The billing signified the anticipation was mutual. Two years before, as a 13-year-old at the LPGA Championship, she played herself into the final grouping on the final day of her first major and the year before she fired that outrageous 68 in her first male event; the Sony Open on the PGA Tour. Thus the Birkdale predictions were hyperbolic enough to tie a few pigtails in knots. "There was no nervousness," claims Wie. "When you are 15 everything is such an adventure and you don't go in with expectation. I just rushed round trying to take in as much of a new experience as possible."

She rushed to the outskirts of glory, never quite troubling the runaway winner, Jang Jeong, but stealing her spotlight anyway. At that moment, the women's game had never seemed so healthy. Annika Sorenstam was in her pomp and Wie was out of her romper suit. The sport was going prime-time.

But now the Ricoh returns to Southport with the feminine fairways more barren than ever. Meanwhile, Wie is inevitably depicted as the bank boss in the crash. How dare she continue her studies at Stanford University when her Tour requires her as its "face", how dare she donate anything but full-time energies into realising the potential? But as an adult whose childhood was obliterated by the demands of others, perhaps Wie has a right to another life.
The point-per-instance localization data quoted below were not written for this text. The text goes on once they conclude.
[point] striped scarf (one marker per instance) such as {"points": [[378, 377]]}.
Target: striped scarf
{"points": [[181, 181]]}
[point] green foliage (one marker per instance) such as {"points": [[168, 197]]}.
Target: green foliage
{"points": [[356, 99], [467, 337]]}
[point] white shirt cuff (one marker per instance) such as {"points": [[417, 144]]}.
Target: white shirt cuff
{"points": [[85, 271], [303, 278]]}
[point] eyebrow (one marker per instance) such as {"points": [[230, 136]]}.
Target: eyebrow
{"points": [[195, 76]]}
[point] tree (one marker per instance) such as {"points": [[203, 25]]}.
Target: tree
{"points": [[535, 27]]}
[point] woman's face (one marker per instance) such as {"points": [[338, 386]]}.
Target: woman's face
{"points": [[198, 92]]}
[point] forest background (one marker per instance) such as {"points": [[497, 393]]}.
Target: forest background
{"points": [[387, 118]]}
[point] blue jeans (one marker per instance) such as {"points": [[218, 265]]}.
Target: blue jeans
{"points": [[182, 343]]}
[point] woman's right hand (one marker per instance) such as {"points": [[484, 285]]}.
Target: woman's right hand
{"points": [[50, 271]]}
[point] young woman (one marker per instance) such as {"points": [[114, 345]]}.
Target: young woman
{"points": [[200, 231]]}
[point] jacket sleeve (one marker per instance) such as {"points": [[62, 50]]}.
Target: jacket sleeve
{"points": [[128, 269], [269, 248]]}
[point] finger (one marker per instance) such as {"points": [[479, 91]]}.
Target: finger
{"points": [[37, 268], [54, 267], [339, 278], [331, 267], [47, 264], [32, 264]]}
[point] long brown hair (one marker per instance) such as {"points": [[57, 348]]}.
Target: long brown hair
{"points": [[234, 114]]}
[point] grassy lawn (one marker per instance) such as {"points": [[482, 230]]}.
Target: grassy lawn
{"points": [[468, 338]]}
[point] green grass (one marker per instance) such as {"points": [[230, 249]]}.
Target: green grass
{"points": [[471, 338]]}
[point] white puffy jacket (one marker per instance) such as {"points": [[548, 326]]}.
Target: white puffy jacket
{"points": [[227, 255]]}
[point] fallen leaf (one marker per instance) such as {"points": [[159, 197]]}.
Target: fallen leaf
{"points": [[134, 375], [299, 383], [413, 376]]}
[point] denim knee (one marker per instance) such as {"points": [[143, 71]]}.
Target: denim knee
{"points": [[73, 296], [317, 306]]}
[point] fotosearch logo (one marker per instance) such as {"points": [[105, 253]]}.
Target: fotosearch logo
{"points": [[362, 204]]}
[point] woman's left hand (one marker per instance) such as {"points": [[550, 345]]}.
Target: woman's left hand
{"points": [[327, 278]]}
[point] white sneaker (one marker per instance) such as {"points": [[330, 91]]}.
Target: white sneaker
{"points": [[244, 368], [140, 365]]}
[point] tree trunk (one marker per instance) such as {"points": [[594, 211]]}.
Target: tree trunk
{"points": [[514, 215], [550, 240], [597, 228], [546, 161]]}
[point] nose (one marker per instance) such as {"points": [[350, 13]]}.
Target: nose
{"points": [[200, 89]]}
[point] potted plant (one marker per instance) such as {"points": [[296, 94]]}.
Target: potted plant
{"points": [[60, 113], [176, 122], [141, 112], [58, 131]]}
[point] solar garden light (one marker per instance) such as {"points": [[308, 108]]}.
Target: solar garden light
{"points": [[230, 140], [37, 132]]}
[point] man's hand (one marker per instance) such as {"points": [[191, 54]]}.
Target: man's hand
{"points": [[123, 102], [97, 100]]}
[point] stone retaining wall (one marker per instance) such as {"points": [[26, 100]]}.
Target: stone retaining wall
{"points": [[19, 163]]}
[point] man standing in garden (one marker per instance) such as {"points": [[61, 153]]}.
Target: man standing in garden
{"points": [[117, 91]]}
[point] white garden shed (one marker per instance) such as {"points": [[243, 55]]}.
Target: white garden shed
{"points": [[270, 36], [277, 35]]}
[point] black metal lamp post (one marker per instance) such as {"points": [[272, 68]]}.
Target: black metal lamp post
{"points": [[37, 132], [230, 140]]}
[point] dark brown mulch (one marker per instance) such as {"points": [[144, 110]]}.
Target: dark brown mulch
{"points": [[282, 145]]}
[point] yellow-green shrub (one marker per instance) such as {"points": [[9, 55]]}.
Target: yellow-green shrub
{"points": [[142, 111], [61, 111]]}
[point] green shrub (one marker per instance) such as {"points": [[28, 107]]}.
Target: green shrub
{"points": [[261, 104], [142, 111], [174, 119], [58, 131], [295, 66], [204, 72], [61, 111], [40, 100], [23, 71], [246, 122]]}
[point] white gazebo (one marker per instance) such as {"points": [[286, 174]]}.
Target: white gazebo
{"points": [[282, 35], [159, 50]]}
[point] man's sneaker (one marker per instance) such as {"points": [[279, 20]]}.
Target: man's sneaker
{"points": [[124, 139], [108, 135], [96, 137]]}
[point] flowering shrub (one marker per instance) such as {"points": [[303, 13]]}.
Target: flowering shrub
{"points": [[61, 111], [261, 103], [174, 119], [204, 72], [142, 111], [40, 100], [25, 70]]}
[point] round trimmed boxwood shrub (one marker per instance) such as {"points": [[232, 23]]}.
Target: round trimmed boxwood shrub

"I love golf but I also love being able to escape and hang out with my friends who really don't care how I perform on the course," says Wie, who has two years left on a communications degree. "Everyone at Stanford is so good at what they do that I don't stand out at all and although it can be a challenge to juggle everything, I would not have it any other way."

It is with this attitude she will revisit Birkdale. First she will have to finish the Evian Masters in France and the last few days has seen her pull out of the pro-am with heat exhaustion, start with a highly promising 68, post a quintuple-bogey in a second-round 77 and recover respectability with a 70 yesterday. Vintage Wie. Maybe not the vintage golf believed to have corked in '05. But vintage nonetheless.